Some people have asked me for examples of why that was the case, and I wanted to explain tonight what’s happened over the last nine months as fully as I can.
Rail fares go up once a year on 2 January.
It's the perfect opportunity to show that this Tory Government aren't on the side of working people.
Commuters who've seen their season tickets go up by more than 26% since 2010. Some of whom are paying more for their rail fares than their mortgage. Four, five even six thousand pounds a year.
People who live in Essex and on the Kent coast, in suburbs and small towns, in marginal seats. Many of them are not Labour voters, but they are the people we need to win over.
It is a huge date in the political calendar every year.
We had the opportunity not just to criticise the Government, but to show we had a real Labour alternative. Our flagship policy. One that unites our party.
My staff spent weeks preparing briefing materials for MPs and constituency parties across the country. Trawling through mountains of rail fare information to provide examples of the season tickets that had risen the most and that cost the most. Examples for every MP and CLP.
Like Nottingham to Derby – where the cost of an annual season ticket has risen by almost 30% since 2010.
And over the Christmas period we were listening in to Network Rail conference calls, monitoring the engineering works. Several calls every day including Christmas Day and Boxing Day, even New Years Eve.
On 4 January – a cold dark Monday morning – I was at Kings Cross at 7am doing Radio 5 and BBC TV.
Standing with Jeremy and the Rail Union General Secretaries for the media photocall.

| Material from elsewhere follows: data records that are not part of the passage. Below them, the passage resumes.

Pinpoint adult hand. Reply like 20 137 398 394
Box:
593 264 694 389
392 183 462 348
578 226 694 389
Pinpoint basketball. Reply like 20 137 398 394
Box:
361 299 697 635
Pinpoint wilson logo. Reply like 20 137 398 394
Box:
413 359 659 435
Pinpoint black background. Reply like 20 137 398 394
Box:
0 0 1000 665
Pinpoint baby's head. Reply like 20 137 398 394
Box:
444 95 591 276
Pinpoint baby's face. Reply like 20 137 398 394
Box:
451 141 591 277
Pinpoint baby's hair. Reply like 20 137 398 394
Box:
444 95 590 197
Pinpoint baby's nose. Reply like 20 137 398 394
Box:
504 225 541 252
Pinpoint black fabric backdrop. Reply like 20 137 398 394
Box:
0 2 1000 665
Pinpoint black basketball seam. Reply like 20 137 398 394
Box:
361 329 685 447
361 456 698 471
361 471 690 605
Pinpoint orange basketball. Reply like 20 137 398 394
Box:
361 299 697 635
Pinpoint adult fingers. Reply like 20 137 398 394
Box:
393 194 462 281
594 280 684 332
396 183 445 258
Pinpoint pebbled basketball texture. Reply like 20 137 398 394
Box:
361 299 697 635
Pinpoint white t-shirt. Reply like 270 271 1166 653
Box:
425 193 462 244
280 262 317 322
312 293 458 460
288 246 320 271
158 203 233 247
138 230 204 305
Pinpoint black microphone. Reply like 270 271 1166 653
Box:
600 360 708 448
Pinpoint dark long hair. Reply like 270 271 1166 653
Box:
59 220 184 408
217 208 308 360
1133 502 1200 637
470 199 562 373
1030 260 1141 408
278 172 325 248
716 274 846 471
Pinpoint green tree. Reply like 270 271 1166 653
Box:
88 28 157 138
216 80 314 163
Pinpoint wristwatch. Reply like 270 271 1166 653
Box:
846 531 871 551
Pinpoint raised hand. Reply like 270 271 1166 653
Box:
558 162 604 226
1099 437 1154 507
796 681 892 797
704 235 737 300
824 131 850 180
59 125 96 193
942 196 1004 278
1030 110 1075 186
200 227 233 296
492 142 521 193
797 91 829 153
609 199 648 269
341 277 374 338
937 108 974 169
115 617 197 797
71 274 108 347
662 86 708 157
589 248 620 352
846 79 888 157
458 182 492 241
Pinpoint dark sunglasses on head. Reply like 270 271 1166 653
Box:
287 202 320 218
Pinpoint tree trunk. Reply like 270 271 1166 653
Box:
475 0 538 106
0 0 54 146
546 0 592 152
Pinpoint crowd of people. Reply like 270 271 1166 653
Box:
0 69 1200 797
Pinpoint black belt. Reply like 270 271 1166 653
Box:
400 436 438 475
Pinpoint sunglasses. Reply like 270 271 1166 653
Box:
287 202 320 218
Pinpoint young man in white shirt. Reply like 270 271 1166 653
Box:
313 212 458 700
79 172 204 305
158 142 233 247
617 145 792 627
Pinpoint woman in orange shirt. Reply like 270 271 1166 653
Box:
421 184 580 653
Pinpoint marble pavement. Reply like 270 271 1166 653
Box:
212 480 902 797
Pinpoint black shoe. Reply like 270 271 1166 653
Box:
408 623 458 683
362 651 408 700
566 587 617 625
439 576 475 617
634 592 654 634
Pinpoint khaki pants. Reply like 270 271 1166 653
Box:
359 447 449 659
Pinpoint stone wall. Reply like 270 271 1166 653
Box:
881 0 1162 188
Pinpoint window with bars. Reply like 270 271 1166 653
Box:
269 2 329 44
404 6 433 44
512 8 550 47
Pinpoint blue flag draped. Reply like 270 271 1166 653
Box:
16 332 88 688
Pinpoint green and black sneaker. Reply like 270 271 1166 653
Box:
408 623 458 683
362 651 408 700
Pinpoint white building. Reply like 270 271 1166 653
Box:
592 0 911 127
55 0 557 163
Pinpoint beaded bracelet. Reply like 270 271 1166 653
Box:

It was a crucial day in the Party’s media grid.
And all across the country local party activists were outside railway stations in the cold and the dark, leafleting commuters with the materials we’d prepared. Armed with the briefings and statistics.
Incredibly, Jeremy launched a Shadow Cabinet reshuffle on the same day.
This was the reshuffle that had been talked about since the Syria vote a month earlier. A vote where I supported Jeremy’s position.
The reshuffle that meant all our staff spent Christmas not knowing whether they'd have a job by the New Year.
By mid-afternoon the press were camped outside the Leader's office. They were there for the next 3 days.
It knocked all the coverage of the rail fare rise and our public ownership policy off every news channel and every front page.
I respect completely Jeremy’s right to reshuffle his top team. But why then?
It was unnecessary and it was incompetent.
It let me down, it let my staff down but most of all it let down the Labour campaigners and trade union members, people like you, who had given up their time to go out campaigning for us that morning.
Now I’d ask you to imagine how you would you feel if you agreed something with your boss but he then did something completely different.
Something that undermined you.
Something they hadn't even had the courtesy to tell you about.